Example: calib_alexnet_MCD.yaml.

3. Quantile / pinball loss

Loss: qumphy.models.utils.pinballloss.PinballLoss
Loss args: quantiles: [0.0228, 0.1587, 0.5, 0.8413, 0.9772] and num_targets: 2.
Network output size = len(quantiles) * num_targets (here, 10).
Logging callback: qumphy.callbacks.pulsedb.PulseDBLogging_Pinballloss.
No ensemble: block — a single model emits the full quantile vector.

Example: calib_alexnet_pinball.yaml.

When you change loss family, three things must agree: the loss class, the network’s output_size, and the logging callback under the trainer.
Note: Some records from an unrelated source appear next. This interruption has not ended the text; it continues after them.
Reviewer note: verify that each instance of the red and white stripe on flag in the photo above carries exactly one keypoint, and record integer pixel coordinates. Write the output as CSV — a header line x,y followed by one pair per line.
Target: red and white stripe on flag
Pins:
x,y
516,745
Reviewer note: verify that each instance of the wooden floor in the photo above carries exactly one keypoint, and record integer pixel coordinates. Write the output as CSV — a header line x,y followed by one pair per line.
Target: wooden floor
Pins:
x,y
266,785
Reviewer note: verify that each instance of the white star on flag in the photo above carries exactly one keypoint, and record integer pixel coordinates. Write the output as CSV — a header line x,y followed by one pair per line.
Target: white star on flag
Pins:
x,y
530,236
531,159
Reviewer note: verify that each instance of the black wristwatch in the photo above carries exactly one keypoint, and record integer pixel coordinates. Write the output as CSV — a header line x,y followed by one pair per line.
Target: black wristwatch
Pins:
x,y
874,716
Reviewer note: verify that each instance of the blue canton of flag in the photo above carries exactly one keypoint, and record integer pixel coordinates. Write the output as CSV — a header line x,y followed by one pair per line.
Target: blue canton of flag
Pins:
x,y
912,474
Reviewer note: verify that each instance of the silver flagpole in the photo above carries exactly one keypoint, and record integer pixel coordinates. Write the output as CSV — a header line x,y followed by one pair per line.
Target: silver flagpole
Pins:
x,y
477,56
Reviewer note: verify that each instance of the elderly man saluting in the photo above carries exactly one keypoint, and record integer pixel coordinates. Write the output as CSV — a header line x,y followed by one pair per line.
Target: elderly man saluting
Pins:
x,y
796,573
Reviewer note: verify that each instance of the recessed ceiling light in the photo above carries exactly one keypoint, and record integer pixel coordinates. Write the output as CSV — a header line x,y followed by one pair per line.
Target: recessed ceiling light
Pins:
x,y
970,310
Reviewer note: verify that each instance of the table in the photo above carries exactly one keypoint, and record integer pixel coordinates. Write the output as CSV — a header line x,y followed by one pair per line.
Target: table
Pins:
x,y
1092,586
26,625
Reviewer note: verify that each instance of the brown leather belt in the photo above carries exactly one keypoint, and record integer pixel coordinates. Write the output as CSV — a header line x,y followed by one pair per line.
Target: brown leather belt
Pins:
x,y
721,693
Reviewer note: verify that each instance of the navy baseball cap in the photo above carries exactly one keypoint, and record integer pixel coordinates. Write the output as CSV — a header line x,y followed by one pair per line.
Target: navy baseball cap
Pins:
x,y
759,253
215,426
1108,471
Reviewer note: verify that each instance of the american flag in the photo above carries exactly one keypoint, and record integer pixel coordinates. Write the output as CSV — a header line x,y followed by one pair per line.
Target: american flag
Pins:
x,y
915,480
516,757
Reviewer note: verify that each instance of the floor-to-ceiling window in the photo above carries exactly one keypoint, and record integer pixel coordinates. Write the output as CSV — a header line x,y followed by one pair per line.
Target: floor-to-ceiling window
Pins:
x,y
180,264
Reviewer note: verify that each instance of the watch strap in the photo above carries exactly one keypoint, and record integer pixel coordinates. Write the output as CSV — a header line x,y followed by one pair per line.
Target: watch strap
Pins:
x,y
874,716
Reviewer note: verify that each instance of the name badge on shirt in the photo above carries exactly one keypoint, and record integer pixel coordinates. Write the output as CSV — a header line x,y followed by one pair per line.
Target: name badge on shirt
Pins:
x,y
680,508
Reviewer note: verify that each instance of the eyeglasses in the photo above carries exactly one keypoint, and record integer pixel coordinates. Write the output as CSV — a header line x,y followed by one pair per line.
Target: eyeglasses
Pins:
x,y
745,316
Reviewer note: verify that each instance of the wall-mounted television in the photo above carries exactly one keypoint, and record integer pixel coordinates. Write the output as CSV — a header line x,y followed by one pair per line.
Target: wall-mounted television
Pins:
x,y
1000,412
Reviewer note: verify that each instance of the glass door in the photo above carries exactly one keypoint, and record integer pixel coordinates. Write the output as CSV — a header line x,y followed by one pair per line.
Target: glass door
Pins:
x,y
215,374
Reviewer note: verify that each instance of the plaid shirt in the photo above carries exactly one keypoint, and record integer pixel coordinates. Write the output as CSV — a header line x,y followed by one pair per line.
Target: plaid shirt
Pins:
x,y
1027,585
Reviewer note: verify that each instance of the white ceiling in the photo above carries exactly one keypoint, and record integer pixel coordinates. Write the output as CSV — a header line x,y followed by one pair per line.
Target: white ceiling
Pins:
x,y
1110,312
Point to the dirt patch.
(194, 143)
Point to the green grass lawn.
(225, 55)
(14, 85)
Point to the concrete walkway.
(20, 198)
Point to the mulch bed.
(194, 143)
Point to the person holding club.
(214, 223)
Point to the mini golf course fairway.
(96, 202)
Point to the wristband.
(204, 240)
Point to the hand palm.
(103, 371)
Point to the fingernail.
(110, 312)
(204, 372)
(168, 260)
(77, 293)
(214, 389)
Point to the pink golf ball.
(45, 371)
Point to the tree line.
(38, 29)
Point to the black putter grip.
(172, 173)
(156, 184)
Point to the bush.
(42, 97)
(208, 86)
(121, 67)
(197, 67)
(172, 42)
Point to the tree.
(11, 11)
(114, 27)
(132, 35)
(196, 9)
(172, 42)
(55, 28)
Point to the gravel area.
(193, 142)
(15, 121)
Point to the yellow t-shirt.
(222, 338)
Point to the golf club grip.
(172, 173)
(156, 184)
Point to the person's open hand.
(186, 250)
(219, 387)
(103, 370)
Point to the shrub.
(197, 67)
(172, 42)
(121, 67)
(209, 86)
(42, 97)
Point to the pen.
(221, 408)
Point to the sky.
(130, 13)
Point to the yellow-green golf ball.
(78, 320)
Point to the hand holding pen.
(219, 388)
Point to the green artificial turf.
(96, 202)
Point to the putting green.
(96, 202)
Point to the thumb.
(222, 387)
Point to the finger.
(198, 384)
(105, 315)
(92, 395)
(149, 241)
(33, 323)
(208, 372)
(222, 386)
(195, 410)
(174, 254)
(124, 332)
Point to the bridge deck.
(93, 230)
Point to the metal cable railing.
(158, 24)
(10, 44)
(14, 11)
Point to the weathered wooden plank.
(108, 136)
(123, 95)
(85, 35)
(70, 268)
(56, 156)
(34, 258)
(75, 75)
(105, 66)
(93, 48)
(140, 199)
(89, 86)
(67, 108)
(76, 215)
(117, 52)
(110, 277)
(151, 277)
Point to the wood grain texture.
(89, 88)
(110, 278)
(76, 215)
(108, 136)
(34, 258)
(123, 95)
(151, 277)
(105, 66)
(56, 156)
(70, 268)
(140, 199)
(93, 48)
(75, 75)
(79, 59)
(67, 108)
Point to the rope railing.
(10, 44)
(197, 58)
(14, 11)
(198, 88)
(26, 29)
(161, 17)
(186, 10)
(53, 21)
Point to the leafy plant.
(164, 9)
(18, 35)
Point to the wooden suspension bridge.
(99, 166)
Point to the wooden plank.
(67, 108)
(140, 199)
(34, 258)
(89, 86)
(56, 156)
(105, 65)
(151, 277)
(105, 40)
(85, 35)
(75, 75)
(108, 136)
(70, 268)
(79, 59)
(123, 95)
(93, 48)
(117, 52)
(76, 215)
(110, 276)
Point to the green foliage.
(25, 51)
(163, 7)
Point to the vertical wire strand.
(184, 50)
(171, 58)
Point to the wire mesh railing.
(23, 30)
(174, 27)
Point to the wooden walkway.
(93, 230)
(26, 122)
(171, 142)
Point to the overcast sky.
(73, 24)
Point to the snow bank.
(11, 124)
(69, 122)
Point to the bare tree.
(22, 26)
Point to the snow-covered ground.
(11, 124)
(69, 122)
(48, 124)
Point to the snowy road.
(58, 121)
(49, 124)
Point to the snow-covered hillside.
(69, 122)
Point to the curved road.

Mismatches surface as cryptic shape errors at the first training step.

Common edits

Goal	Change
Try a quick run	Set `trainer.init_args.fast_dev_run: True`
Use a different network	Swap the `keyword: net` entry’s `class_path` and `init_args` (mind `input_size` / `output_size`)
Use a different dataset split	Change `data.init_args.dataset` (`calib`, `calibfree`, `mini`, `set_revised`, …)
Disable W&B	Remove the `WandbLogger` entry or set `offline: True`
Stop earlier / later	Adjust the `EarlyStopping` `patience` and / or `Trainer.max_epochs`
Train a single model instead of an ensemble	Delete the `ensemble:` block
Resume from a checkpoint	Set `ckpt_path:` (string for single model, list of strings for an ensemble)
Reproducibility	Add `seed_everything: 42` (or any int) at the top level

CLI parameter overrides

train.py accepts -p key.subkey:value to overlay values onto the loaded config without editing the YAML. The same syntax can be passed multiple times:

python app/train.py --config app/configs/D2paper/calib_alexnet.yaml \
    -p trainer.init_args.max_epochs:5 \
    -p data.init_args.batch_size:16

Unknown --key:value flags are also accepted (see qumphy.misc.misc.train_argument_parser()). This is the same mechanism the W&B sweep agent uses.

Validating a config before a long run

The fastest sanity check is a single-batch fit:

trainer:
  init_args:
    fast_dev_run: True

…or override from the CLI:

python app/train.py --config <file> -p trainer.init_args.fast_dev_run:True

If you use the GUI (Usage), the Config (editable) tab lets you toggle that flag and hit Run without modifying the on-disk file.

Where to put your own configs

app/configs/ is part of the repository, and most subdirectories (D1paper/, D2paper/, …) are version-controlled curated sets. For ad-hoc experiments use app/configs/personal_configs/ or app/configs/working_configs/, which are ignored by git via app/configs/.gitignore.